But when she sang there was no more of the naïve, shrinking manner. She sang superbly, and the audience was aroused to the particular quality of enthusiasm which only Calvé seems able to awaken.
In the duet with Sig. Cremonini from Mascagni's "L'Amico Fritz," she was as fine as ever, and proved how her marvelous powers can add distinction and significance to any music. Only when she returned to give the "Mysoil" aria from David's "Perle du Brasil," was there any recurrence of the remarkable combinations of skittishness and apprehension in her manner. But that lasted only a few moments, and she grew so pensive that, resting her elbow on the piano, she gazed with an expression of intense melancholy out into the auditorium.
The air was beautifully sung, and Mlle. Calvé was absorbed in it until, turning her back to the audience, she discovered that the flutist who was to accompany her was sitting immediately back of her. Then she smiled her apologies to him, and stepped over to the centre of the stage. The applause that followed her singing was continuous and overwhelming until she walked to the footlights and said in French:
"I will sing you a song of my own country without accompaniment."
She did it with so much fire and spirit that it had every effect except to quiet the audience. But she would sing no more.
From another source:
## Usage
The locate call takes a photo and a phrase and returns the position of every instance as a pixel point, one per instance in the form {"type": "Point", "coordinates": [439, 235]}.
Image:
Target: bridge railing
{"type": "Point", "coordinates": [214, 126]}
It was a Calvé night, and the sagacious Pol Plançon sat in a box. Discretion was the better part of valor. T. Adamowski played admirably Bruch's "Fantasie On Scotch Airs." Signor Cremonini sang, and so did Signor Ancona, while Anton Seidl rendered as well as usual the ballet music from "Le Cid" and Saint Saens's "Le Rouet d'Omphale." But it was a Calvé concert.
Unsigned review in the Brooklyn Eagle
CALVÉ IN CONCERT
There was an enormous crowd at the Metropolitan Opera House last night to hear Emma Calvé sing, and the enthusiasm mounted even higher than it does for Plançon, the prime favorite of these affairs. Calvé sang the mad scene from "Hamlet" beautifully, though it lacked the dramatic significance which she is able to impart to it when she acts it. Her vocalization, however, was simply wonderful and showed that she is a great singer as well as an actress. She also sang an air from the "Pearl Fishers" by David as brilliantly as any coloratura soprano on the stage could have done it and joined with Cremonini in a duet from "L'Amico Fritz." She seemed somewhat ill at ease in having no action, but when she sang she was the great artist whom the public knows in opera, and the lack of scenery and action was not allowed to dwarf the effect of her work. Cremonini, Ancona and some other excellent artists sang, and Seidl and his orchestra played as well as usual, but they were only foils for the popular soprano. On Wednesday night Calvé and Melba will both sing, the latter in "Lucia" and the former in "Cavalleria."